Without cleansing the heart through Jesus and the ordaining power of the Holy Spirit, a person cannot even be aware of the power of God. The word "to enter" would best be stated as someone stumbling blindly in the dark. Like those in the depths of Plato’s caves, they think the darkness is the real world! They are not even aware enough to look for an exit and yet, the world outside is filled with light and joy.

Give an example of believing the darkness is "the real world."
How can we help someone who doesn’t even know that there is an exit to the "room of darkness?"

"How can a man?"

For years, I stumbled about in self-preferred blindness. "Doing my thing, my way." I felt comfortably in-synch with the culture around me. I even practiced my faith, but I never left the practice field. God was in my box and I used him as I needed to justify the opinions that allowed me to be "greater than thou."
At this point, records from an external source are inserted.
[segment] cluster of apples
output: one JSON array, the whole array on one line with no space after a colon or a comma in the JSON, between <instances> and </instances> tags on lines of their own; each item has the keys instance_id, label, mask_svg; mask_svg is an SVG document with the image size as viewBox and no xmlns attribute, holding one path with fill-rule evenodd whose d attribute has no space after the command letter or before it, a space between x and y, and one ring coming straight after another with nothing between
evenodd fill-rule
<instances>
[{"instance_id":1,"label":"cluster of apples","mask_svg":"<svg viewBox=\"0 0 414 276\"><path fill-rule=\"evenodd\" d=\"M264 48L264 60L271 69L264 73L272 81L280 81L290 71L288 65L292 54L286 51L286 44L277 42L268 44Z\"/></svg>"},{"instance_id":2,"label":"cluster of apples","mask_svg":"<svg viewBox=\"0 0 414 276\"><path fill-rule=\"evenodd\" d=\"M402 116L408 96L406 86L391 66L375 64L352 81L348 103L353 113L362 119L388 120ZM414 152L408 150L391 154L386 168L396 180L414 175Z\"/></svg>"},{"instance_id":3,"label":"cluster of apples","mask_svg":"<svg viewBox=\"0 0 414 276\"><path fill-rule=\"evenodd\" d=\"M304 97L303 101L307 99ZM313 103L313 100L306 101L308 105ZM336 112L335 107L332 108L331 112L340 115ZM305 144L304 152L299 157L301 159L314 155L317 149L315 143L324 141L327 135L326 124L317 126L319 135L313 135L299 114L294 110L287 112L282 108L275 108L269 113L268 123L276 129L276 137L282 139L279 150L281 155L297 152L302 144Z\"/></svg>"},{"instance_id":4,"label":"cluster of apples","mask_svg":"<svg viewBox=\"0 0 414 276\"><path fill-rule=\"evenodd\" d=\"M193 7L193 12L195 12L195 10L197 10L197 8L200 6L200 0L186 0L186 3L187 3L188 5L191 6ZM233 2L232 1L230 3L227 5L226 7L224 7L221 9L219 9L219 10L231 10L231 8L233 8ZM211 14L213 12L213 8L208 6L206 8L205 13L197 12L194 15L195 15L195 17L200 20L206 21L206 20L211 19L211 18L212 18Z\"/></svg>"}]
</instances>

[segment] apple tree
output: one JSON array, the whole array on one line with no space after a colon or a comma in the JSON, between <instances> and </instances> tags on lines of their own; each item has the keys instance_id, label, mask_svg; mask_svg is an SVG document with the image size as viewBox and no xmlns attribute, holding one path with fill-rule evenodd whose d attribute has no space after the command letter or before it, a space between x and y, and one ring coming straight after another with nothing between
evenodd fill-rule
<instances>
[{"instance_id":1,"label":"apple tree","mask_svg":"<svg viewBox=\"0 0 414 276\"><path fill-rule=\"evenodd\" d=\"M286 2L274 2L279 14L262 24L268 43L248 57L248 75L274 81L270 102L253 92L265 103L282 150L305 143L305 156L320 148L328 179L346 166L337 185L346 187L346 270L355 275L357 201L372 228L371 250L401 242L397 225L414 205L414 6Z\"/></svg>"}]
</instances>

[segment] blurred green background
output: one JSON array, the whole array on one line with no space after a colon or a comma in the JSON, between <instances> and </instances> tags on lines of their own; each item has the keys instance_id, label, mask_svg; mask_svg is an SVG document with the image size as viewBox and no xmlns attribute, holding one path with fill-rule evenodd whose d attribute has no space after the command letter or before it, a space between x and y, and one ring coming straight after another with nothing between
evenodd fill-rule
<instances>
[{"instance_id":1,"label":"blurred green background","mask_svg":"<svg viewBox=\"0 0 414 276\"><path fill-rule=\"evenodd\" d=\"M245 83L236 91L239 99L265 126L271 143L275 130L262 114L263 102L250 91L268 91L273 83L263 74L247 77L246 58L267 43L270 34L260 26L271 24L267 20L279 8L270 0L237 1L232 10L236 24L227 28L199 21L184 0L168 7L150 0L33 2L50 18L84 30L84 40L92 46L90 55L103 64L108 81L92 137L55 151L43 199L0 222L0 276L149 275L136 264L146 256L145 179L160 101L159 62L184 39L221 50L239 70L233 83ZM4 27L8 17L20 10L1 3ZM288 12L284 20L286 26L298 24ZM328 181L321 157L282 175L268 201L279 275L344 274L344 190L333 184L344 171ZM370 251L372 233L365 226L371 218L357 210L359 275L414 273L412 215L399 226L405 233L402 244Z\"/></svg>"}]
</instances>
How incredibly different that faith was from the faith that came when God allowed me to dash myself against the falsehoods of this world. As a missionary to Hispanic youth and families in the County of Yakima, God allowed me to experience prejudice and hatred firsthand. From drug dealers to city leaders and school officials who felt that my advocacy encroached upon their "systems." For the first time in my life, I truly saw the underbelly of prejudice on a local level in my own country and found myself a target of hatred. Yet, for the first time in my life, I also experienced the immense power of God and the joy of revealing heaven to inmates, the homeless, and those with broken lives. It was revealed to me how broken my life had been, how out-or-touch I was with God as a physical, spiritual, and mighty power, ready to be applied in this world.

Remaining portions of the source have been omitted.